Billy Gates, Sports EditorTerror.

That awful word sums up last week for the city of Boston, competitors in the Boston Marathon and every person in America that wanted to go to a public place.

The images of what those two terrible people did, Suspect No. 1 and Suspect No. 2 (I won't use their names, because that's what they want), were etched into our brains with acid, and it's going to be tough for people to shake them, myself included.

But, I know a great way to deal with such tragic events. It has been a tried-and-true way to help people take their minds off whatever is bothering them, and that's watching sports.

Sport has a powerful, and unique, way of uniting people from all colors, creeds and religions. I know whenever I'm feeling a bit off for whatever reason, I can turn on just about any sport and my cares go away for a little bit.

Unless it's the Mariners, and they are losing, then I just get mad over something completely different. I should probably be used to that by now.

Anyway, sport is one of those things that most people have some sort of connection to, whether it's big or small. We saw how it can bring folks together after the 9/11 attacks, and we saw it happen after the marathon bombing in Boston.

Come to think of it, sport and tragedy have that in common, oddly enough. Both can bond, even if it's just for a little while.

Seeing the marquee above the Yankee Stadium entrance say, "United We Stand" with both team logos on it is something special in the world of professional baseball, because you might not ever see it again.

Two teams that have their share of brawls, scuffles, donnybrooks and melees decided to take the gloves off for once and stand beside one another, rather than face off.

Baseball fans need to savor that flavor, because it sure as heck won't happen again anytime soon.

That is, unless, something bad happens again. So in that regard, I hope I never see that stinkin' sign again.

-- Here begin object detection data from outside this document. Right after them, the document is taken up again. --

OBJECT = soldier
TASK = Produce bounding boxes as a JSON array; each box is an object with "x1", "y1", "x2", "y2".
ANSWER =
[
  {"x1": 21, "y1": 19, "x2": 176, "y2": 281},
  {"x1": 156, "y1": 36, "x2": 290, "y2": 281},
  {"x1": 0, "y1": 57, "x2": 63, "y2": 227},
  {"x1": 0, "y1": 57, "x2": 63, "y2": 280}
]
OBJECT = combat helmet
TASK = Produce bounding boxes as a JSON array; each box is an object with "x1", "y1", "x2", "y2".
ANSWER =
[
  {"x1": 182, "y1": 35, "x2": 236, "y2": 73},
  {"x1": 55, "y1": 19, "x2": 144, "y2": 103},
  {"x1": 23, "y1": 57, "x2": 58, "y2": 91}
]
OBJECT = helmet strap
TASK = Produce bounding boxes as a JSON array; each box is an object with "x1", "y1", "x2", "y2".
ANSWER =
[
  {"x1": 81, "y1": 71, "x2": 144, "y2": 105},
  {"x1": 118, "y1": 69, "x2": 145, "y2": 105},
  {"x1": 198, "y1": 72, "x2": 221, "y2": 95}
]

Moving on to something with a little lighter tone, I finally got to see both Madras and Culver track teams perform Saturday at the La Pine Invitational, and it was nice, minus the sunburn I got. Turns out the higher in elevation you go, you can get a sunburn when it's barely 60 degrees out. My arms hurt.

With the track in Madras in such bad shape, and my schedule not allowing me to get out to the midweek meet in Culver a couple weeks ago, I had been relying on the website, www.athletic.net, and occasional phone conversations to shape my view on area track and field.

While I was content with that for a little bit, I couldn't take it anymore. I had to go see it for myself, and I was pretty impressed.

Culver's girls track team will earn a medal at the state meet, at historic Hayward Field at the University of Oregon, in May. Mark my words. It's going to happen.

They have the state's best triple jumper, and apparently the top 100-meter dash runner as well, in senior Lori Sandy. She was sick, Culver coach Mike Dove said, for nearly the entire week leading up to the meet. Well, she just went ahead and won the 100 and triple jump. Michael Jordan played well when he was sick, too. I'm just saying.

But the team is more than just Sandy. With distance specialist Angelica Metteer, who looks like a gazelle when she strides during the 1,500, and middle distance dynamo freshman Hannah Lewis, among others, this is a solid team with a real shot at a state trophy.

If things go right, maybe it'll be a big blue one.

And Madras sophomore Brent Sullivan will win a state high jump championship by the time he graduates.

There's another bold prediction for you.

If you haven't yet, because I know I haven't, go sign yourself up for some slow pitch softball at the Madras Aquatic Center. It'll be fun. You get to be out in the sun (wear sunscreen), and you get some exercise.

The deadline is April 29, so chop-chop and hustle up. That's what I'm telling myself, too.

You also get to see who is holding on to their glory days. Sometimes that's fun, and sometimes it's a little embarrassing.